For those looking to go beyond basic cost analysis, Hokstad Consulting offers tailored cloud cost engineering services. Their expertise spans DevOps transformation, strategic migrations, and custom automation, with the promise of reducing expenses by 30–50%. With their No Savings, No Fee
model, you only pay when tangible results are achieved. Whether managing public, private, or hybrid cloud environments, their guidance can help your organisation maintain continuous improvement and scale effectively as your needs evolve.
FAQs
How close to ‘real time’ can cloud cost data really be?
Cloud cost data can be tracked in real time, but how quickly this happens depends on the tools and processes in place. With effective monitoring systems and alerts, organisations can spot cost anomalies within 15 minutes to a few hours. This allows for swift action to address potential issues. On the other hand, relying solely on monthly or weekly reports can lead to delays of days or even weeks, significantly increasing the chance of overspending.
What tags should we standardise first for accurate cost allocation?
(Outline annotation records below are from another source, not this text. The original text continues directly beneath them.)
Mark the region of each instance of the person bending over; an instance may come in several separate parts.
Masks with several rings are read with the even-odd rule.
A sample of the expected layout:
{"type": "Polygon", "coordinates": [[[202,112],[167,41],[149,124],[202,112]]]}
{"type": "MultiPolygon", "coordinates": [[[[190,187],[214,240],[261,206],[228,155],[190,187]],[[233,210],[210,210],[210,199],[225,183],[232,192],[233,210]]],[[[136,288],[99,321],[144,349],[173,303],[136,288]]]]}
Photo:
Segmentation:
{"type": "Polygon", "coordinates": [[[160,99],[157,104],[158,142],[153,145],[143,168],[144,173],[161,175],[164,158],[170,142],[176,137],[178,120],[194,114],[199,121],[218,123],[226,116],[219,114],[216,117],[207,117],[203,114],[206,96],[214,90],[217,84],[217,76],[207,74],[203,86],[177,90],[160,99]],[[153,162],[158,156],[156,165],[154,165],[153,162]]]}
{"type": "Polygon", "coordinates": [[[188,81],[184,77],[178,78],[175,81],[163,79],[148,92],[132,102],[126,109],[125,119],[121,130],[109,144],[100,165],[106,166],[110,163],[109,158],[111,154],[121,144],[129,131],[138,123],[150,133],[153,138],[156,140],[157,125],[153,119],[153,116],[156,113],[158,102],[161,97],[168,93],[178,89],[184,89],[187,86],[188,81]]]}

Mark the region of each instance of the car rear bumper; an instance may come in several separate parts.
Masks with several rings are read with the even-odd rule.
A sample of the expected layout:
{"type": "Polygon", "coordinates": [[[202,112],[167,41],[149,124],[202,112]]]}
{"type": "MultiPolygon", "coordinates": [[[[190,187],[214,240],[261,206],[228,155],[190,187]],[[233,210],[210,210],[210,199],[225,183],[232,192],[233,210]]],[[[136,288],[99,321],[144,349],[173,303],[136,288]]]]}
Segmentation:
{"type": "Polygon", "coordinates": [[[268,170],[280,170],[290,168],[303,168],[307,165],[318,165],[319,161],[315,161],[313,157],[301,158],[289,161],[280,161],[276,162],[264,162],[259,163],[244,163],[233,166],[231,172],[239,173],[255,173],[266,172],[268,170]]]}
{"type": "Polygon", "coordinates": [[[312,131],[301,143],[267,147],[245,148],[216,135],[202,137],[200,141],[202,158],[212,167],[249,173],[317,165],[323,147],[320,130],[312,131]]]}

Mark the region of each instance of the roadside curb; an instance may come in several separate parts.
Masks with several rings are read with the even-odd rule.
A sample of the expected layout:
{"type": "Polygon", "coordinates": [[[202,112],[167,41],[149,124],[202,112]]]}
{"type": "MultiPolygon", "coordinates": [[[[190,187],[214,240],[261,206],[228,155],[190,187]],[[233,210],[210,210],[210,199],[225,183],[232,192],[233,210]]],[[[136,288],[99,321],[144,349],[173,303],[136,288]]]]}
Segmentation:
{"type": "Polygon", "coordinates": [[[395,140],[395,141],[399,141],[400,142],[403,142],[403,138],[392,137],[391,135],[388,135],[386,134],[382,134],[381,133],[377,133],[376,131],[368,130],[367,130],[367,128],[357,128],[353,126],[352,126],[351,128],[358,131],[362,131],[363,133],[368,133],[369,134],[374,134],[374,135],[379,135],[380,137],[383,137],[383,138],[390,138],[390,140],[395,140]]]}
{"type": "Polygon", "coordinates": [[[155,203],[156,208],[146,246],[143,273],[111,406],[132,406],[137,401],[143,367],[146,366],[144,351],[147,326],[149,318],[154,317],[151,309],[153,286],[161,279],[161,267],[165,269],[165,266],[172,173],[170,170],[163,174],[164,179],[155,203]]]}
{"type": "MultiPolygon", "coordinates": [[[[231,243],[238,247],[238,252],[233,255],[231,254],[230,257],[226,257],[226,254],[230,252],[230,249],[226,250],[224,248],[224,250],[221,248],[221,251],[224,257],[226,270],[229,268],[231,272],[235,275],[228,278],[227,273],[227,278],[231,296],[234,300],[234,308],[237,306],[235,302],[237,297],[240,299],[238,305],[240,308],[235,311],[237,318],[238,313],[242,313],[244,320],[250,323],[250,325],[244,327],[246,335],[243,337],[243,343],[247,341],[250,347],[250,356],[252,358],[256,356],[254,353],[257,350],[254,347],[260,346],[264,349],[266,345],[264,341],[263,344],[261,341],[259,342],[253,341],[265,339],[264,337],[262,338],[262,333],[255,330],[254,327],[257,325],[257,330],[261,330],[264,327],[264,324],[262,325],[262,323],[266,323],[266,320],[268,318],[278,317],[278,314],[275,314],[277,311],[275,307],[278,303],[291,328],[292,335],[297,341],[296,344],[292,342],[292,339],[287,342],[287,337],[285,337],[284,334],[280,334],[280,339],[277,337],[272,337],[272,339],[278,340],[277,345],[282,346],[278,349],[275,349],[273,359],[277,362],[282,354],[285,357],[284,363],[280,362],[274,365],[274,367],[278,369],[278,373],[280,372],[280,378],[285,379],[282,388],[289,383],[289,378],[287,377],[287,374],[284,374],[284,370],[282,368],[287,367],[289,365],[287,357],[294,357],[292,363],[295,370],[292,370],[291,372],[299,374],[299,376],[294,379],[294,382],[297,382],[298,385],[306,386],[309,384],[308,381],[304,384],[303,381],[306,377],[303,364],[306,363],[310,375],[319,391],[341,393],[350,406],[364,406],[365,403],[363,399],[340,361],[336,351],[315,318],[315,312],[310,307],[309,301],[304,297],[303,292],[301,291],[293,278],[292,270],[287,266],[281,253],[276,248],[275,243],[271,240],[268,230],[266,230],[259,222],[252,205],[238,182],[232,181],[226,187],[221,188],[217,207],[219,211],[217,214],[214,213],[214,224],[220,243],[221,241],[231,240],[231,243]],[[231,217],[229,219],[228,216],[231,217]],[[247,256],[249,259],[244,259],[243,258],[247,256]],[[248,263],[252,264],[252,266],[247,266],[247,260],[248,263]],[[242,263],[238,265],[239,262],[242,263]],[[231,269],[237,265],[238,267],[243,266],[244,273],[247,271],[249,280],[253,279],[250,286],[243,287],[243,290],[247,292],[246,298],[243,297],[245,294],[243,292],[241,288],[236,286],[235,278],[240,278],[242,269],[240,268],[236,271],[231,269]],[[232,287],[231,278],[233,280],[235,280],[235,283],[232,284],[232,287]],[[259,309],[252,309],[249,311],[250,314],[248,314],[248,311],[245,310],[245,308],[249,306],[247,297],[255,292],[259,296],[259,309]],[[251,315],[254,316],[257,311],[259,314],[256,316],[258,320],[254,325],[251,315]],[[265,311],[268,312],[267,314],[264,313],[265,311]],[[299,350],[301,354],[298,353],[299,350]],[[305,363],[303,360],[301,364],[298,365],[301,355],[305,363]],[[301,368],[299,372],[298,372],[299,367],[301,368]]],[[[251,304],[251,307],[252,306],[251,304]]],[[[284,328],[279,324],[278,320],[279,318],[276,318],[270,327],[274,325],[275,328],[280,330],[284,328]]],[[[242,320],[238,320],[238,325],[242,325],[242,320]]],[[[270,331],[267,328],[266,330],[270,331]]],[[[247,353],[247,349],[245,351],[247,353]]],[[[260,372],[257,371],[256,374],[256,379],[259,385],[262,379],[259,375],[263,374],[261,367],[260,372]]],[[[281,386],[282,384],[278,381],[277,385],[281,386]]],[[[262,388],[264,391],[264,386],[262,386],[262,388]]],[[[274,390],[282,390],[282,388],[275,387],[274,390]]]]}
The most crucial tags to focus on for precise cost allocation are those that define resource ownership, environment, and project or cost centre. Essential tags include owner, environment, and cost centre or project. By standardising these tags, you ensure resources are categorised consistently, simplifying the process of tracking and assigning expenses to the appropriate teams, projects, or departments. This consistency plays a key role in managing cloud costs effectively.
Which automations are safest to start with to avoid breaking production?
When diving into automation, it's best to start with tools that simply monitor and notify you about spending anomalies, rather than making changes or shutting down resources. A great example is real-time cost alerts - these send notifications when your spending approaches set limits. This way, you can manually review the situation before taking any action, minimising the chance of disrupting critical operations. Automations that take more direct actions, like auto-shutdowns, should only be implemented after careful testing and gradual introduction.